Farming minister Jim Paice, speaking at the launch of the report, pledged that "work will begin immediately to cut red tape in farming".

He added: "I asked the task force to explore how we can move from regulations that focus on process to those that achieve the best end result and the team has done this.

"We have already identified a number of areas where we can take immediate action, such as reducing the paperwork required under nitrate regulations and moving towards reporting all pig and cattle movement online. I am also pleased to announce the creation of a strategic regulatory scrutiny panel, tasked with challenging and advising us on the way we think about regulation.

"In the longer term, my priority will be to cut the unnecessary paperwork that farmers and food producers have to deal with and, wherever possible, move remaining paperwork online."

NFU president Peter Kendall praised Macdonald and his team for the detailed and thoughtful report. But he stressed that there was a lot of work ahead.

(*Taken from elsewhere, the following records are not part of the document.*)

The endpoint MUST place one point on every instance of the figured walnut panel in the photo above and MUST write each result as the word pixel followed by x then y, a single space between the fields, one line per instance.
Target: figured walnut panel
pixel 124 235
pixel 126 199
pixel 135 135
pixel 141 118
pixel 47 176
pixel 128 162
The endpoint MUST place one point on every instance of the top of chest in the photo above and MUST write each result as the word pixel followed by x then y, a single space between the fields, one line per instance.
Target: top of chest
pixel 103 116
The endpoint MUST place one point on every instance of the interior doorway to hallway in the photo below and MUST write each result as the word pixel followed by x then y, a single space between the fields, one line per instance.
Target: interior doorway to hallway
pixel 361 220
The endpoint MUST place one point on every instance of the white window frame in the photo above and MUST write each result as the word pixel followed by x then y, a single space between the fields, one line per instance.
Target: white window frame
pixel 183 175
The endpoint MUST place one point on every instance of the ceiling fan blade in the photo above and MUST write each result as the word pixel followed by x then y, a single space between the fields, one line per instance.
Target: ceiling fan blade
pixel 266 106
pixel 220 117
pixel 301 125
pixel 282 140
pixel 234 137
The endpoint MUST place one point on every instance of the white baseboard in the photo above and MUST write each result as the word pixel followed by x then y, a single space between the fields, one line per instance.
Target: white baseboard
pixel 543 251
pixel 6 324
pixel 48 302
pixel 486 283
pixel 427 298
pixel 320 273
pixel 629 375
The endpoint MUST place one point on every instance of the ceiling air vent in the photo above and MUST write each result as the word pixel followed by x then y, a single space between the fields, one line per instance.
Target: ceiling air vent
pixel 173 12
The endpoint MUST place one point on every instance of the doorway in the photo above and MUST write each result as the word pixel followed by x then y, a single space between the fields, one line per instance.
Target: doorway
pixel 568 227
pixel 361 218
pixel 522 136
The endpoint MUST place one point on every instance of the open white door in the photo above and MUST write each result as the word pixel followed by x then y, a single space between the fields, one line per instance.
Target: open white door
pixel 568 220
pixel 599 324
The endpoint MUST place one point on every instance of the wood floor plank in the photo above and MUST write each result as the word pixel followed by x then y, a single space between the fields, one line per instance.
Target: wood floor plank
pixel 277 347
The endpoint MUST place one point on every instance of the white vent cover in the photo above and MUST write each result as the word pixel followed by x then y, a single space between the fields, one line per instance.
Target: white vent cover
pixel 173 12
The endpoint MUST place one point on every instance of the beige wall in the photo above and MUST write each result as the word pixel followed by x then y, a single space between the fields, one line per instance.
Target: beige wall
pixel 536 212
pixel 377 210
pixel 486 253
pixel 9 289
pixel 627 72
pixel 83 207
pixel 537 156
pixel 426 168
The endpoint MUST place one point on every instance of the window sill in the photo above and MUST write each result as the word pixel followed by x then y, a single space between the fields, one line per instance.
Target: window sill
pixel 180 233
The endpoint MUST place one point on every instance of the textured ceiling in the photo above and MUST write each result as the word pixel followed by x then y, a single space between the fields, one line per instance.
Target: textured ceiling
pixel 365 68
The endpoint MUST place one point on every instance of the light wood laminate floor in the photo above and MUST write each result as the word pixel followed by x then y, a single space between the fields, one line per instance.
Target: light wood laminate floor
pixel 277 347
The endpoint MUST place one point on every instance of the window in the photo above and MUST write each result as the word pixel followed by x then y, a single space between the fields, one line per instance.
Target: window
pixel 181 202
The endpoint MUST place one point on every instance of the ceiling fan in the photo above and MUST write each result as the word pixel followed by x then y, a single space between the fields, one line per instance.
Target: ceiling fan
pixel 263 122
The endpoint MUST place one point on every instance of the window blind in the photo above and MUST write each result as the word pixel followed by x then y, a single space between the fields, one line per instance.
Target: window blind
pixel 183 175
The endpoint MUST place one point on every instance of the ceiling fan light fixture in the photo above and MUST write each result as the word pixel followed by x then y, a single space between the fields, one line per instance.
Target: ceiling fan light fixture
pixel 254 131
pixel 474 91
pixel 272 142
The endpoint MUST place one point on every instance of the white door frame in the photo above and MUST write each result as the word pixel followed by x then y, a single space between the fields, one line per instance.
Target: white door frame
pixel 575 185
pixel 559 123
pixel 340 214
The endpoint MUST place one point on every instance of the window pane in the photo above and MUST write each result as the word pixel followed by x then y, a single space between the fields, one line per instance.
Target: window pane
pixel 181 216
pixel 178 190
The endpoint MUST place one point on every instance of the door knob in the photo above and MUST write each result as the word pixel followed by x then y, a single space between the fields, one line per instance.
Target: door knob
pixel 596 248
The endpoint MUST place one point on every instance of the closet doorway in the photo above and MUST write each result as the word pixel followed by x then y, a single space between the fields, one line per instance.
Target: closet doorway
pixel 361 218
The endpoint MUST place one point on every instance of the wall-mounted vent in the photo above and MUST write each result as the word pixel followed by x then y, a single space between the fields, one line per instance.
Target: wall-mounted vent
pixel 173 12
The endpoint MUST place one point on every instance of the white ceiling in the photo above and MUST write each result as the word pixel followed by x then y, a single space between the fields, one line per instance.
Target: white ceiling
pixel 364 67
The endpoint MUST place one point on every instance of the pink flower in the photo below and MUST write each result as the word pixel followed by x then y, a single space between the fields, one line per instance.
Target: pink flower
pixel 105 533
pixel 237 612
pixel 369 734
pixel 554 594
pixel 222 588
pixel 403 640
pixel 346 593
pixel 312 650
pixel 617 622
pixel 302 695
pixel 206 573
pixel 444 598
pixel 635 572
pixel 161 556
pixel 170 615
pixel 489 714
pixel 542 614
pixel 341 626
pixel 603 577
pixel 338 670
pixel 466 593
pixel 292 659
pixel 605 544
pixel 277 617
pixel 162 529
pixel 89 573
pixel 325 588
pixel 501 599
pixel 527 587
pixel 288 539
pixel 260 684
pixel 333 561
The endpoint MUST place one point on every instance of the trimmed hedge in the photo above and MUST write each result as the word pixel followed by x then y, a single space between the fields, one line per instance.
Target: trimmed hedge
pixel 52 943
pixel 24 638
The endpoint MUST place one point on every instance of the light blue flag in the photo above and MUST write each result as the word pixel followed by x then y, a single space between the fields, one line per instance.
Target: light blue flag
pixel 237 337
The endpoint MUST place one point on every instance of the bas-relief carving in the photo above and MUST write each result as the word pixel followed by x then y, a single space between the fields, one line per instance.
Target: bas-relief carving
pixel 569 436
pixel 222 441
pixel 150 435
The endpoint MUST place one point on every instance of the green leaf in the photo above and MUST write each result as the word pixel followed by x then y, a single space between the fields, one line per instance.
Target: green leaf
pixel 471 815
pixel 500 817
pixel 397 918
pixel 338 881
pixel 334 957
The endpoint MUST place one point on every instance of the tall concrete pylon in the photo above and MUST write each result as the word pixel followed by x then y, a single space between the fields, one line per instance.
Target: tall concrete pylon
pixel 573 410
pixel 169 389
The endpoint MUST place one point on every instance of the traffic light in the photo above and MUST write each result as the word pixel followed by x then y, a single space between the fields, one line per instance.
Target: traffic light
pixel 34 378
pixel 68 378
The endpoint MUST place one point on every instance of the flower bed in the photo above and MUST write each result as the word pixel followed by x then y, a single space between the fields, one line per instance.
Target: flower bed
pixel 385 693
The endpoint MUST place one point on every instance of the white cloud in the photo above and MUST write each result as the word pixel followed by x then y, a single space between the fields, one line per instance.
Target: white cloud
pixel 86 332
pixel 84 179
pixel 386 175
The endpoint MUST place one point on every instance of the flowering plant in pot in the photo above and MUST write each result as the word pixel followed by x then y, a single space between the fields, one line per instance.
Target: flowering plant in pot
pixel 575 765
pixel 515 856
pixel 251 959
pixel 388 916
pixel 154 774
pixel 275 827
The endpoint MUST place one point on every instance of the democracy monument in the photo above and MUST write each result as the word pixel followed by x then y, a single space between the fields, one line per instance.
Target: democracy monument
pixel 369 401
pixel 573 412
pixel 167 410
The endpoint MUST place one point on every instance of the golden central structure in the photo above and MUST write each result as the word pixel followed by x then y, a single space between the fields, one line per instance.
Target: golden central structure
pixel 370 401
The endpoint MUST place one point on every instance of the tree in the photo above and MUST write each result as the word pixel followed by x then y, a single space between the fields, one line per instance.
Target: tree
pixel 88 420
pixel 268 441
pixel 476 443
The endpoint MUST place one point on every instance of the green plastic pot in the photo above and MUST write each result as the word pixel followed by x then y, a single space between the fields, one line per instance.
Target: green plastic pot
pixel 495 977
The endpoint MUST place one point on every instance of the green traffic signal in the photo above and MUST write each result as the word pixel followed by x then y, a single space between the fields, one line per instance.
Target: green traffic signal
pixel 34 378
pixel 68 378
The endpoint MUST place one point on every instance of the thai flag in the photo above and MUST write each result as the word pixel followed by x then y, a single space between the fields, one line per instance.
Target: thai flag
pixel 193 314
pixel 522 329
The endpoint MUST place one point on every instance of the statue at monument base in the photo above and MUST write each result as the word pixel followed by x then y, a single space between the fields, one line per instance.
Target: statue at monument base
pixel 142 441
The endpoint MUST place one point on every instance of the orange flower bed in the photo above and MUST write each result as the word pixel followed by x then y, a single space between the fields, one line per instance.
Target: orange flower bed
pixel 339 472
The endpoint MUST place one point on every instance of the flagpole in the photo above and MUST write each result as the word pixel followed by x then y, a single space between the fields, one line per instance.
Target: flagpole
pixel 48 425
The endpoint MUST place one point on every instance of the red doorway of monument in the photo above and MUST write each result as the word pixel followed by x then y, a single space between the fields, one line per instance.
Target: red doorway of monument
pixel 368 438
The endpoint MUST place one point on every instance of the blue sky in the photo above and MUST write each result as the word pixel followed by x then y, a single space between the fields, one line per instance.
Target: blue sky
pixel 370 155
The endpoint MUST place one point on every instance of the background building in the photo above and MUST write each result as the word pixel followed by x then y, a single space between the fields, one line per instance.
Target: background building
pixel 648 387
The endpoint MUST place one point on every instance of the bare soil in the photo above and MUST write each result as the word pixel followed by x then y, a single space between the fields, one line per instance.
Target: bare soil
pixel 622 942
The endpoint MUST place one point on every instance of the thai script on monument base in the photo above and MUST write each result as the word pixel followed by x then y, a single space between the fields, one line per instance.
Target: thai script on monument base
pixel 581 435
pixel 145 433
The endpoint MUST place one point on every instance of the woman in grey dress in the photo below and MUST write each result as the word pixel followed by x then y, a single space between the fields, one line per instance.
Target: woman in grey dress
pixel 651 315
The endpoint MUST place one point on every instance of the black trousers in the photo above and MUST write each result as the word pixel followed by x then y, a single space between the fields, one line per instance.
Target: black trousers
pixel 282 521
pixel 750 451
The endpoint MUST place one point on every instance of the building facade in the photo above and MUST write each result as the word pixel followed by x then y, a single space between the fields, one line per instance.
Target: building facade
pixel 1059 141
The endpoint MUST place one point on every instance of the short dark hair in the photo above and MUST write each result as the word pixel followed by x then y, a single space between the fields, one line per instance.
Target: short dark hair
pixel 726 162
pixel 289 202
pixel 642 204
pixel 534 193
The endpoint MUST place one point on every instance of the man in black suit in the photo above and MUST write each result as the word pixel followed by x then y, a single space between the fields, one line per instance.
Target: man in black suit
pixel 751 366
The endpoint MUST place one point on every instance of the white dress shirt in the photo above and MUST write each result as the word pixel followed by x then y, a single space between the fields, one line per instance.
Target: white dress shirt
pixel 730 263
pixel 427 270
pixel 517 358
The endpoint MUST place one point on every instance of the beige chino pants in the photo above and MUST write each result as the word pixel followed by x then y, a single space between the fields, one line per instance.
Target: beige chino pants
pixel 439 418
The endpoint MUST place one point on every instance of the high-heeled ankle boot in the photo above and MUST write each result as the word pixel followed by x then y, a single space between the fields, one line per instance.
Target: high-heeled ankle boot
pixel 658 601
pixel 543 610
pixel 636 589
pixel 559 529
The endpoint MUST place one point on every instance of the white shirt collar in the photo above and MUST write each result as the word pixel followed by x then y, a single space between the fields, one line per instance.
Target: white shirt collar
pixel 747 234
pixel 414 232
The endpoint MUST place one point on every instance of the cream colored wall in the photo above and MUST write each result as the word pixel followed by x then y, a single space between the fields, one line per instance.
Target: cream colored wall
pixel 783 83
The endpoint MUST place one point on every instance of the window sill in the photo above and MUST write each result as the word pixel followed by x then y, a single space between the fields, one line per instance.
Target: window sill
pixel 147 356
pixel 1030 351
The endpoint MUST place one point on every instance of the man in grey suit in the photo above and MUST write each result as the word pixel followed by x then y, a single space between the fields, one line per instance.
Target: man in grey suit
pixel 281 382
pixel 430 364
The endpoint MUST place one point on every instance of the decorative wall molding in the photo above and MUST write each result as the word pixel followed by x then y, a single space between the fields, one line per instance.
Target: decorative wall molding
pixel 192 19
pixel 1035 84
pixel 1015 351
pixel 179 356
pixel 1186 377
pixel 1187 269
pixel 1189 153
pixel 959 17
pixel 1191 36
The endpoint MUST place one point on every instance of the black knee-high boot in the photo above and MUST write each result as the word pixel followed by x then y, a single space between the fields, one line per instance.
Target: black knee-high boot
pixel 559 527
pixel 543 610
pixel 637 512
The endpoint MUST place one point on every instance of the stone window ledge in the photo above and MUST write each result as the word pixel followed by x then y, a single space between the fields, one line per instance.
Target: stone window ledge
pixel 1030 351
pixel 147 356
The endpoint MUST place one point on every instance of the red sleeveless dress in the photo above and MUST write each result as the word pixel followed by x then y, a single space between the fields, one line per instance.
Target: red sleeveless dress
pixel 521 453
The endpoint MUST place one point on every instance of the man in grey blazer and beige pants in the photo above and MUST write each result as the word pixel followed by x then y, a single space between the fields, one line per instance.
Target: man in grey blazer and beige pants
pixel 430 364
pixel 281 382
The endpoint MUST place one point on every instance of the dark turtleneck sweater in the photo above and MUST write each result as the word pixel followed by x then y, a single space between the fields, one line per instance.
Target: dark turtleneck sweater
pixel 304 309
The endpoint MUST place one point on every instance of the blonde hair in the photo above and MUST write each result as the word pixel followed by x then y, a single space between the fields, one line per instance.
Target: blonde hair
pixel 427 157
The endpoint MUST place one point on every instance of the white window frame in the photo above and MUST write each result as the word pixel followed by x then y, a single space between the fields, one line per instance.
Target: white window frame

"For a long time now we have been calling on the Government to regulate better and not simply less or not at all," he said. "I firmly believe that all areas of farming can and will benefit from the task force's work."

He added: "I particularly welcome the report's specific recommendations on planning, nitrates and water quality, pesticides and cross compliance - all areas highlighted in our submission to the task force."


- Find ways to improve record-keeping on farms in nitrates vulnerable zones. For example, exempting organic farmers from record-keeping requirements.

- Add polytunnels and other horticultural support structures to the General Permitted Development Order, under specific conditions.

- Keep horticultural equipment such as table tops, training systems and fruit netting outside the planning system.

- Increase the supply of seasonal labour, including adapting the benefit system to reduce financial disincentives for the unemployed, and introduce a new Seasonal Agricultural Workers Scheme.

- Amend the gangmasters licensing system to improve farmers' and growers' perception of the system, and make inspections more targeted while still protecting workers.

- Improve the gangmasters licensing system by greater use of targeted inspections and enforcement, clarifying current guidance and refocusing external communication.

- Improve the pesticides regulatory regime in the longer term to a risk-based framework and push the Government for further harmonisation at a European level, to give growers access to the most effective pesticides.

- Allow a grace period after pesticide withdrawals where the active ingredient itself remains safe to use - and thus there is no risk to health or the environment for growers to use up their stock.